Avezzano. Paese senza certezza del diritto, Giovanni Di Pangrazio, eletto sindaco di Avezzano con il 56,6% dei voti nel giugno 2012, costretto a rinunciare allo stipendio di dirigente pubblico della Provincia da una legge “incostituzionale e antidemocratica” (d.l. 39/2013), approvata dal Governo Monti un anno dopo il trionfo elettorale, che sbarra le porte dei Municipi italiani ai dirigenti pubblici che poi sono quelli più esperti nella gestione amministrativa ed ha generato un caos interpretativo sull’applicabilità. In attesa di un segnale da Roma, il sindaco ha chiesto al Presidente della Provincia il collocamento volontario e temporaneo in aspettativa non retribuita, ai sensi dell’art. 81 del Dlgs. 267/2000 ribadendo comunque la legittimità e compatibilità del suo incarico di pubblico dipendente ricoperto in seno alla Provincia.
“La mia decisione”, afferma Giovanni Di Pangrazio, “è motivata dalla situazione di grave incertezza e totale confusione che si è venuta a determinare circa l’applicabilità del decreto n.39/2013 sulle situazioni consolidatesi prima dell’entrata in vigore. Questa legge, contorta e di difficile comprensione, limita l’esercizio democratico dei cittadini e sta ponendo centinaia di comuni italiani in grave difficoltà. Spero che il governo e il parlamento rimuovano subito questo attentato alla democrazia senza aspettare la pronuncia della Corte Costituzionale”.
Comunque il decreto 39, in ossequio al principio generale del nostro ordinamento tempus regit actum, ribadito dall’Anci (Associazione nazionale Comuni italiani), da illustri giuristi e secondo una consolidata giurisprudenza, non può avere efficacia retroattiva per le situazioni ‘ante decreto’. Sulla stessa linea è il parere dell’ufficio legale della Provincia rimesso al Presidente Del Corvo che ha chiesto comunque la possibilità di collocare Di Pangrazio in una posizione dirigenziale con esclusione di poteri gestionali e di amministrazione. Nell’attesa di chiarimenti definitivi, “rispettoso del primario interesse pubblico”, il sindaco ha chiesto un breve periodo di aspettativa “per assolvere al mandato popolare e portare avanti la realizzazione del Programma di mandato che”, sottolinea, “sta cambiando volto, in meglio, alla nostra amata città”.

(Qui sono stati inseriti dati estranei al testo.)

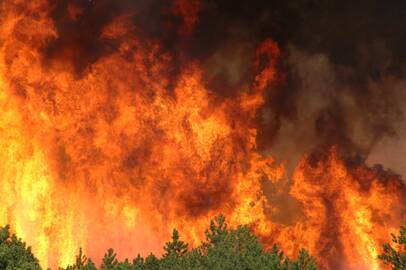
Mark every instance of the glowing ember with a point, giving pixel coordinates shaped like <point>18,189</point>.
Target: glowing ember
<point>119,153</point>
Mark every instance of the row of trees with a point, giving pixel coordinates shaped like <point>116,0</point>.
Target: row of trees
<point>224,248</point>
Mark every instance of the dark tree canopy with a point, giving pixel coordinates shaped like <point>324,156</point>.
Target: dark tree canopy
<point>395,254</point>
<point>14,254</point>
<point>224,248</point>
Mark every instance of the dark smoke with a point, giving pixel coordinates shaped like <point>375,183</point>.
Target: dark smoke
<point>342,66</point>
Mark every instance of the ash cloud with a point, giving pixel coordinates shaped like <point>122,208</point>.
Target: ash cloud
<point>342,63</point>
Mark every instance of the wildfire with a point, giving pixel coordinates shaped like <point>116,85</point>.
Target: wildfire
<point>120,153</point>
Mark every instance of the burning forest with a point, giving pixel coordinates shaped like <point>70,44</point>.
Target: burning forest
<point>123,119</point>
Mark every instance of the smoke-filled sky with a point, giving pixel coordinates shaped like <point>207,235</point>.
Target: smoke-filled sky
<point>121,119</point>
<point>343,63</point>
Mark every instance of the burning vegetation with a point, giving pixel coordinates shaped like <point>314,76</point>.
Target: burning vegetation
<point>121,120</point>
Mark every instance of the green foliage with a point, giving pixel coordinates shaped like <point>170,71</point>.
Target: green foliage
<point>395,254</point>
<point>223,249</point>
<point>175,247</point>
<point>82,263</point>
<point>14,255</point>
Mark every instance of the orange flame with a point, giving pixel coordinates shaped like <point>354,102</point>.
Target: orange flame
<point>117,156</point>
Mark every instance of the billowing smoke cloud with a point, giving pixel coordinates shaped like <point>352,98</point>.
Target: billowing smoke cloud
<point>343,63</point>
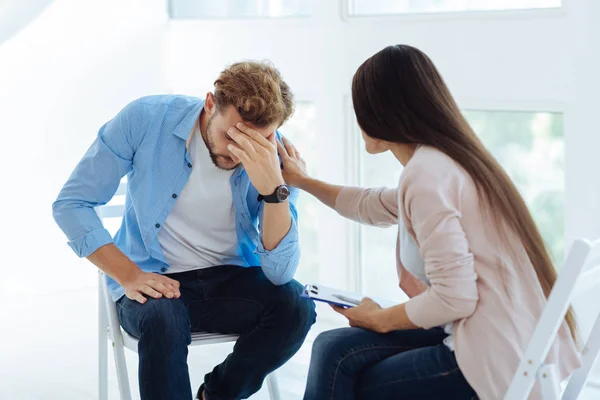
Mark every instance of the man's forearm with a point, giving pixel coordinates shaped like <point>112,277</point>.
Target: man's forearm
<point>115,264</point>
<point>276,223</point>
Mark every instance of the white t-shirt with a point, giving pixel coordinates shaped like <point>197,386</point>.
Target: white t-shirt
<point>199,232</point>
<point>411,259</point>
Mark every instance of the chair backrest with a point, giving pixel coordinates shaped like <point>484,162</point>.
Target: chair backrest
<point>107,306</point>
<point>551,319</point>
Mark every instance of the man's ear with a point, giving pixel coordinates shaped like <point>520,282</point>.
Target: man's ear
<point>209,104</point>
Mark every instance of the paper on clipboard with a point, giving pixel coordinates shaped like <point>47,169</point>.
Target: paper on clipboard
<point>338,297</point>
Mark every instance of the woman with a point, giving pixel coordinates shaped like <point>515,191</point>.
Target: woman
<point>470,256</point>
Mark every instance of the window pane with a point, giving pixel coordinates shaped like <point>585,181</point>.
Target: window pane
<point>239,8</point>
<point>529,146</point>
<point>383,7</point>
<point>300,130</point>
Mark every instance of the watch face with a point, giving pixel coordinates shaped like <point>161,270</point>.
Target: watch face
<point>282,193</point>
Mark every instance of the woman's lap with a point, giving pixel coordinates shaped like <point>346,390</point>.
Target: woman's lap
<point>353,363</point>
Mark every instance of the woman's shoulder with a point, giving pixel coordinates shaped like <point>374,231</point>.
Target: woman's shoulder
<point>432,167</point>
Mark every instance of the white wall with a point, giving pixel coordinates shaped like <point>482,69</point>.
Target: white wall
<point>62,77</point>
<point>539,60</point>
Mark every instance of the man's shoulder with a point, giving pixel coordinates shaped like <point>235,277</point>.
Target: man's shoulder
<point>169,101</point>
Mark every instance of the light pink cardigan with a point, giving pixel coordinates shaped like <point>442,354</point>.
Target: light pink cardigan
<point>481,278</point>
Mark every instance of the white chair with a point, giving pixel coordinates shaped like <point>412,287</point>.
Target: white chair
<point>109,329</point>
<point>533,368</point>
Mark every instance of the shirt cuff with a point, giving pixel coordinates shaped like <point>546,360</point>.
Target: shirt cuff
<point>92,241</point>
<point>290,238</point>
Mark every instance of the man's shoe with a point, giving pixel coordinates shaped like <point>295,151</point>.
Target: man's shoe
<point>200,394</point>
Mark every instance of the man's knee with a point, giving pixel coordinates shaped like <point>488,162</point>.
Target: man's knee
<point>294,308</point>
<point>166,319</point>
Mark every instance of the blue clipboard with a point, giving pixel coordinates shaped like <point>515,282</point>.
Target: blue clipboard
<point>331,296</point>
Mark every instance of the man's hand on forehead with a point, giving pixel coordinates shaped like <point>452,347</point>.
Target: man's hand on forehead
<point>259,156</point>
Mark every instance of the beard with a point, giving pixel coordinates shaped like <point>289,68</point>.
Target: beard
<point>216,158</point>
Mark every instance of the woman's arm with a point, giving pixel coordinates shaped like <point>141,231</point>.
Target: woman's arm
<point>378,207</point>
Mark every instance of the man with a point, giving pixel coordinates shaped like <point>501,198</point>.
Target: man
<point>206,204</point>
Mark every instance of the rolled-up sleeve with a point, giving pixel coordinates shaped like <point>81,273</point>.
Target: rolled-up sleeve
<point>432,208</point>
<point>95,180</point>
<point>280,264</point>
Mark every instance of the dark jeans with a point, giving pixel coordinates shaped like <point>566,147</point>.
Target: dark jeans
<point>272,322</point>
<point>353,363</point>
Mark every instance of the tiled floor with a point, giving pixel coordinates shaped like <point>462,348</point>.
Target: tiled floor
<point>48,351</point>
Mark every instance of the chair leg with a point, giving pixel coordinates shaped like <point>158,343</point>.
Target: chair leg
<point>122,376</point>
<point>549,382</point>
<point>273,386</point>
<point>589,357</point>
<point>102,349</point>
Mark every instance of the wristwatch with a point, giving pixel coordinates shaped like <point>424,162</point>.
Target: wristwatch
<point>280,195</point>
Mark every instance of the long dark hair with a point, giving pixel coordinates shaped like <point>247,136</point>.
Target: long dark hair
<point>399,96</point>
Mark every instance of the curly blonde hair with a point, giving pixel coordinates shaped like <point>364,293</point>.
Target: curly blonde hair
<point>257,91</point>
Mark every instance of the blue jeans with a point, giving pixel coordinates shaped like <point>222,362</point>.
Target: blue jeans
<point>272,322</point>
<point>353,363</point>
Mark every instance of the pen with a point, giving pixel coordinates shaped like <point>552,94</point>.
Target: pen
<point>347,299</point>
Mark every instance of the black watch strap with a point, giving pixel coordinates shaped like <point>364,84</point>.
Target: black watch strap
<point>280,195</point>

Qualora perduri questa assurda applicazione del decreto, che calpesta chiaramente diritti inviolabili della persona sanciti dalla Costituzione e dalla consolidata e coerente giurisprudenza di livello costituzionale, non resterà altra soluzione che far valer i propri diritti davanti alle competenti autorità giurisdizionali. La rinuncia allo stipendio della Provincia, comunque, costringe il sindaco, che aveva rinunciato agli emolumenti da Amministratore -destinandoli al Fondo di rotazione per il Microcredito per sostenere progetti di microimpresa giovanile o alleviare il disagio delle famiglie- a percepire l’indennità prevista dal Comune.